O governador e candidato à reeleição, Daniel Vilela (MDB), afirmou nesta segunda-feira (10) que Goiás não possui áreas controladas por organizações criminosas. Durante sabatina promovida pela Rádio CBN Goiânia e pelo jornal O Popular, o governador destacou a atuação das forças de segurança e afirmou que o combate às facções continuará entre as prioridades de um eventual novo mandato.
“Hoje Goiás não tem um palmo controlado por facções”, declarou Daniel.
Segundo os dados apresentados pelo governador, os indicadores de criminalidade registraram queda significativa no estado nos últimos anos. Na comparação entre o primeiro semestre de 2018 e o mesmo período de 2026, os homicídios caíram 65% e os latrocínios tiveram redução de 83%.
No mesmo período, os roubos de veículos diminuíram 97%, enquanto os roubos a transeuntes recuaram 94%. Os roubos a residências tiveram queda de 88% e os roubos em propriedades rurais, de 90%.
“A Polícia de Goiás desempenha um papel de excelência”, afirmou.
Para Daniel, os resultados estão relacionados à integração entre as forças policiais, aos investimentos realizados pelo Estado e ao uso de inteligência e tecnologia no combate à criminalidade.
“O fato é que Goiás tem o Estado mais seguro do Brasil. Quem teme a polícia em Goiás são os bandidos, os criminosos. Aliás, de outros estados, que não querem nem entrar em Goiás para cometer qualquer tipo de crime”, disse.
Tecnologia e inteligência
Entre as estratégias para manter a redução dos índices de criminalidade, o governador destacou a ampliação do uso de ferramentas tecnológicas e de inteligência artificial.
Daniel citou o programa IA Contra o Crime, desenvolvido para auxiliar as forças de segurança na identificação de suspeitos, análise de informações e investigação de ocorrências. Segundo ele, o uso da tecnologia também permite reduzir o tempo gasto pelos policiais em atividades burocráticas e ampliar a atuação operacional.
“É necessário investimento em tecnologia. Nós temos o melhor programa de inteligência artificial do Brasil. Isso facilita a vida do policial, tirando-o da burocracia, da função investigativa, e o deixa focado naquilo em que é qualificado e preparado”, afirmou.
Combate às facções
Daniel também defendeu a continuidade das ações de combate às organizações criminosas, especialmente para impedir o aliciamento de jovens e evitar que grupos criminosos avancem sobre novos territórios.
Na avaliação do governador, as facções passaram a operar com estruturas semelhantes às de empresas, movimentando grandes volumes de recursos e exigindo uma resposta permanente das forças de segurança.
“A criminalidade há muito tempo deixou de ser problema social. Isso é business”, afirmou.

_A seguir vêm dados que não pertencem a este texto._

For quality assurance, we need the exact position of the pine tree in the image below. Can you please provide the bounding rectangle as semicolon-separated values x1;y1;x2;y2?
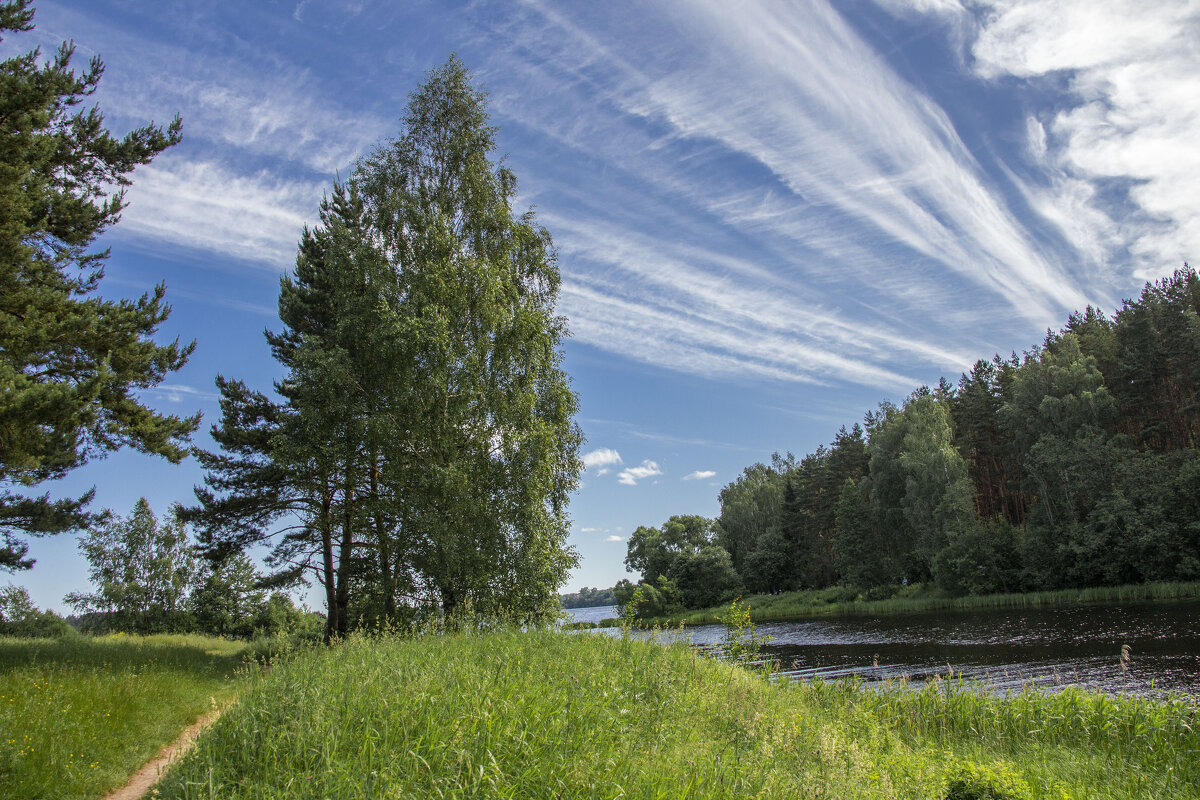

Segundo Daniel, o objetivo do Estado deve ser impedir que organizações criminosas consigam estabelecer estruturas de controle territorial ou ampliar sua influência sobre comunidades.
Câmeras corporais
Questionado sobre a utilização de câmeras corporais por policiais, o governador se posicionou contra a adoção do equipamento como política geral para as forças de segurança de Goiás.
Daniel argumentou que policiais precisam tomar decisões rápidas durante situações de confronto e que eventuais desvios de conduta devem ser investigados individualmente pelos órgãos responsáveis.
“É o policial que vai para o enfrentamento e só ele, naquele momento, sabe a rapidez que tem que ter para coibir aquele comportamento criminoso”, declarou.
O governador defendeu que casos de abuso ou irregularidades sejam apurados pela Corregedoria, com responsabilização dos agentes envolvidos.
Efetivo policial
Sobre o número de policiais no estado, Daniel lembrou que Goiás realizou recentemente concursos para as polícias Militar e Penal. Segundo ele, novas contratações precisam considerar os limites estabelecidos pela responsabilidade fiscal.
O governador também citou medidas adotadas para melhorar as condições de trabalho das forças de segurança, como pagamento de horas extras, auxílio-alimentação e auxílio-localidade.
Além da ampliação do efetivo, Daniel afirmou que o governo pretende continuar investindo em tecnologia para aumentar a capacidade operacional das corporações.
“Vamos continuar dando condições, tecnologia e respaldo para nossas polícias fazerem aquilo que sabem fazer: proteger o cidadão e enfrentar o criminoso”, concluiu.